Employers must tackle age discrimination now to avoid losing talented IT employees

Microsoft chairman Bill Gates, who is perhaps the best known IT worker on the planet, celebrated his 50th birthday last month, and it is worth contrasting his fortunes and prospects with those of other people working in IT.

Microsoft chairman Bill Gates, who is perhaps the best known IT worker on the planet, celebrated his 50th birthday last month, and it is worth contrasting his fortunes and prospects with those of other people working in IT.

This is timely, not just because of this key event in the life of a high-profile IT personality, but from October 2006 it will be unlawful in the UK to treat people less favourably on the grounds of age.

The IT sector has a youthful image; indeed, more than 80% of IT workers in the UK are under 45. However, the sector has a reputation for ageism and is often perceived as dealing unkindly or unfairly with older workers.

To find out more, we at Amicus decided to survey a sample of our members working for IT companies. Amicus is the largest union representing UKIT professionals.

Our research revealed that age discrimination is a problem for both young and older IT workers. Some 71% of respondents believed their employer treats people less favourably because of age.

Recruitment and redundancy selection were the two areas in which most people felt discrimination existed (39% and 37% respectively), closely followed by pay (33%), promotion (33%) and training (29%).

According to the survey, 33% of respondents had been put off applying for a job because of the wording on job advertisements. Words cited by respondents such as "young", "dynamic", "funky", "suit graduate" were felt to be used to put older workers off. 

At the same time, young workers replying to the survey also felt they were discriminated against for being too young. One young worker replied that he was treated like a child and not taken seriously by management. Another felt he was passed over for promotion, and was told his lower pay was justified because of being younger and having fewer responsibilities than older people doing the same job.

The survey also revealed that the blame for age discrimination was placed firmly at the door of senior management. Some 79% of those who believe older people are treated unfairly said they held senior management responsible, compared with 56% who blamed line management.

Amicus wants to start talks with employers to tackle the issue of ageism before the Equal Treatment at Work Directive is enacted in October 2006. Employers are to be invited to sit down with the union and review all employment policies to ensure they do not discriminate on the grounds of age.

In particular, we are advocating that employers review all recruitment, selection, promotion and training procedures, implement a comprehensive training programme for line managers, and ensure there is no levelling down of any benefits, to avoid challenges under the directive.

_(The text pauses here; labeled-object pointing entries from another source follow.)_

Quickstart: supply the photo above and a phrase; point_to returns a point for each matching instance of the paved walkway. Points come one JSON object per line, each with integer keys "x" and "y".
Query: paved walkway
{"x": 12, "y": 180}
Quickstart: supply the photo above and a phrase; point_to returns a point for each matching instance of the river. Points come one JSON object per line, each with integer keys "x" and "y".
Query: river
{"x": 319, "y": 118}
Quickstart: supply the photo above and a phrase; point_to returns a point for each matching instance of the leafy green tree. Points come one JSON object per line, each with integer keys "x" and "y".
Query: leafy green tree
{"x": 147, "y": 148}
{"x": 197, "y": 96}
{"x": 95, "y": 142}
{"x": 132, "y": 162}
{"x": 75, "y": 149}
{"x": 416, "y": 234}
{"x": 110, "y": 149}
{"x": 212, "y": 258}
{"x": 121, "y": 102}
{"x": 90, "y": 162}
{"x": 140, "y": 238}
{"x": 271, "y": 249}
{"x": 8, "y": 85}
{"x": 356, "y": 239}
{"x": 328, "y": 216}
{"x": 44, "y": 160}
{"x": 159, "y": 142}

Companies are going to have to get their house in order. Talent and experience is being lost because of managers' stereotypical views - such as younger workers may be unreliable, or older workers may find it difficult to gain new skills.

By giving employers the chance to change what may become unfair practices ahead of the age discrimination legislation coming into effect, we can avoid resorting to legal challenges and work with willing employers to ensure the sector embraces opportunity for all.